We spent a lot of time drinking that weekend as we got out for Local Fresh Brews Beer Fest in downtown St. Pete, which featured only local craft brews. And you know how Timmy and I love our craft beers! We had a great time, until a little snafu with the bouncer and the turning off of a t.v. featuring the UGA football game. We rallied as best we could, but for me, after my first full week with an added self defense class from 8-10pm on Wed. and teaching my class Thurs evening, I was DUNZO.

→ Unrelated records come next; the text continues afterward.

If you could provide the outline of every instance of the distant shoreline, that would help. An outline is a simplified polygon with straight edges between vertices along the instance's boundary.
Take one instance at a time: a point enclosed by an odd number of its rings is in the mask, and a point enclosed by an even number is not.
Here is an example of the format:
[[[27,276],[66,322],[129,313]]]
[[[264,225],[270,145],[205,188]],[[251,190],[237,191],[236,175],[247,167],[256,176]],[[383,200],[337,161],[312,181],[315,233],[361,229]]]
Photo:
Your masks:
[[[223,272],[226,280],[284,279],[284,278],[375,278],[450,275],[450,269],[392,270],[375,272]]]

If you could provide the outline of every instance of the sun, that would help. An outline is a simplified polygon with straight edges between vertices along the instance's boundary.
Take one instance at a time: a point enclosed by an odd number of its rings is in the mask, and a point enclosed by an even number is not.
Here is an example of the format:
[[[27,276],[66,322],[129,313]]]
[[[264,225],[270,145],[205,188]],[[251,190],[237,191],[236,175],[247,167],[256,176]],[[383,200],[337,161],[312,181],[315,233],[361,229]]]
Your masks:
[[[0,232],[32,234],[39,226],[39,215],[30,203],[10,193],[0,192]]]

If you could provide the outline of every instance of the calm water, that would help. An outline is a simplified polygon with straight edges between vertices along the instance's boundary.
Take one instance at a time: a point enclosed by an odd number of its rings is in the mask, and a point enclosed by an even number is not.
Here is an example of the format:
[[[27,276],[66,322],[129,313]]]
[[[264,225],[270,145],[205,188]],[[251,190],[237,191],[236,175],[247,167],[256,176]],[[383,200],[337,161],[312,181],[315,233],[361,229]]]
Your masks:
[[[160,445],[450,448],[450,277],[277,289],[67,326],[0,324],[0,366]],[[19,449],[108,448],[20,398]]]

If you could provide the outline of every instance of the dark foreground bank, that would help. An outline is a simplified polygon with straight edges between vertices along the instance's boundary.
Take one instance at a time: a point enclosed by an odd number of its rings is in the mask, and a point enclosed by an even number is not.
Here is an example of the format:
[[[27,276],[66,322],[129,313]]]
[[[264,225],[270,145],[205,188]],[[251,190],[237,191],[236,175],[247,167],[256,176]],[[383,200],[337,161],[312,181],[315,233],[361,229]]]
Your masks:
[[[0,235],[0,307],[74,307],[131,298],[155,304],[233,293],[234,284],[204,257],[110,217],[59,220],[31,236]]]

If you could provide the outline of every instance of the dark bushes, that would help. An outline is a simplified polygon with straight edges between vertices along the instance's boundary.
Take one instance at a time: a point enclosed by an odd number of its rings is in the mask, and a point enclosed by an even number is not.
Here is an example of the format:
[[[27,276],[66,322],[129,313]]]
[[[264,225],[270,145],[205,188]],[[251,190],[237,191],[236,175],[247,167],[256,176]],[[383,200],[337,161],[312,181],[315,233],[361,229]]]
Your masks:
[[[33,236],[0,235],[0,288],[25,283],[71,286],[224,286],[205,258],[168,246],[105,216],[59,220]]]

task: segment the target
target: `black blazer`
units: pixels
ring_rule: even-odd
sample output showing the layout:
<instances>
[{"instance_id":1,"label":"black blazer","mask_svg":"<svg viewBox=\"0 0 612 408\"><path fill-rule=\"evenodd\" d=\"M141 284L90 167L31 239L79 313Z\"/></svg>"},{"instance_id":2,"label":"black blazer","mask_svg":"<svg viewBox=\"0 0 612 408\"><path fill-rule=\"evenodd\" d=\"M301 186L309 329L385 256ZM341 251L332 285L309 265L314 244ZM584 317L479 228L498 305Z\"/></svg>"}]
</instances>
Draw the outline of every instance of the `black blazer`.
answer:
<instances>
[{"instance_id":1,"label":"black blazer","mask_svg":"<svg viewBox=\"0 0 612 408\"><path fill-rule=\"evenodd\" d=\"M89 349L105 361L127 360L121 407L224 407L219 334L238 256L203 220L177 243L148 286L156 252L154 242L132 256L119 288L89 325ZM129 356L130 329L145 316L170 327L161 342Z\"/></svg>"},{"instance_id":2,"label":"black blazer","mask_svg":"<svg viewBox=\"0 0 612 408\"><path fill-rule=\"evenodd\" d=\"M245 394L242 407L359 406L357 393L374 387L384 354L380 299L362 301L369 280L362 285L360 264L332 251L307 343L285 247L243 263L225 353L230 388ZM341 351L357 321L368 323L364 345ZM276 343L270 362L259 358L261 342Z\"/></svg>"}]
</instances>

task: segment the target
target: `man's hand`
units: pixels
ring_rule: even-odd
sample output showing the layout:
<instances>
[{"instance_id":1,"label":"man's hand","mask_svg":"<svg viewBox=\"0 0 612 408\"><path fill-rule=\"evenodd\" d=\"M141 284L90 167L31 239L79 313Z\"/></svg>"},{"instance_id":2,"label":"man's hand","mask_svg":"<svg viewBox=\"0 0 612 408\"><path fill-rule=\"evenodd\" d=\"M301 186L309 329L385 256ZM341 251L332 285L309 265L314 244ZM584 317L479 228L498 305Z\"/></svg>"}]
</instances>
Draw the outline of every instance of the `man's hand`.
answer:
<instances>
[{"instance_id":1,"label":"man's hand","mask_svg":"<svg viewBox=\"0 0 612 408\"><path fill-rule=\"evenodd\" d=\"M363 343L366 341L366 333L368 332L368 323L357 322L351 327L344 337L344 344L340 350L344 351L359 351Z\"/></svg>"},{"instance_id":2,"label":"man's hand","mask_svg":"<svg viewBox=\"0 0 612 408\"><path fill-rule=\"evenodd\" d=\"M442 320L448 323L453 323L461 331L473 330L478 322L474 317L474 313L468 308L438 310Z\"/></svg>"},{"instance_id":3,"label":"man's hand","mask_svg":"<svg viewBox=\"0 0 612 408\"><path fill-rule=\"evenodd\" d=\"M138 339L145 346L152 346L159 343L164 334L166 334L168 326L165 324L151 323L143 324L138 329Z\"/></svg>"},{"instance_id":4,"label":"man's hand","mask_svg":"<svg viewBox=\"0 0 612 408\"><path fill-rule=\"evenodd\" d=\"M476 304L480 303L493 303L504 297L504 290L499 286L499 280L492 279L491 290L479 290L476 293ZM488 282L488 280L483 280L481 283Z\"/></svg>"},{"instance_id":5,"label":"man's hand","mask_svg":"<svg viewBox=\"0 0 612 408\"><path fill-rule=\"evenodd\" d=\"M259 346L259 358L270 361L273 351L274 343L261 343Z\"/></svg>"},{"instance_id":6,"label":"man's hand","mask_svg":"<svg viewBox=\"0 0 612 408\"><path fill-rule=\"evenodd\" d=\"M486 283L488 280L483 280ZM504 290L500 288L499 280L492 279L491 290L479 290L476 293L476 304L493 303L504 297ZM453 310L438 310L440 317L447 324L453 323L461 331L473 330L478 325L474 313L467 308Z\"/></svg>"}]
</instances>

Full disclaimer: I was not at my best this weekend. I was exhausted and I’m not the best day drinker. Once that sun set, I was pretty much done and couldn’t come up with the proper mature way to express myself. OBVIOUSLY, this started a huge fight between Timmy and I the next morning, which was clearly the last thing you ever want to happen with guests around. We ended up salvaging the day with a really fast beach trip (it started to rain almost an hour after we got there), so again, my apologies to Lucie and Mathew. I hope y’all still had fun, despite my lapse of etiquette.

The following weekend, one of my lifelong best friends came down with her son for a super quick weekend visit. We ended up at another beer fest (duh) which was really family and kid friendly, but Hank was having none of it. Heather ended up taking him back to my place for a little de-stresser, then came back for us in the pouring rain. Poor girl. We were super bummed they didn’t stay, but when momma starts to get stressed because baby is stressed, it’s just better for everyone involved to take a step back.

Timmy and I had a fantastic time at Green Bench Brewery, celebrating their one-year anniversary. We ended up hanging out with the bartender we met the weekend before, and the day culminated with a basketball game in the brewery. That night, the three of us played Cards Against Humanity, and had ourselves a super relaxing, fun night. All in all, not a bad day.

October is in the middle of its annual attempt to break me, so here goes nothing. I don’t plan on resurfacing for a while, not until it’s time for Italy. HOLY COW. ITALY.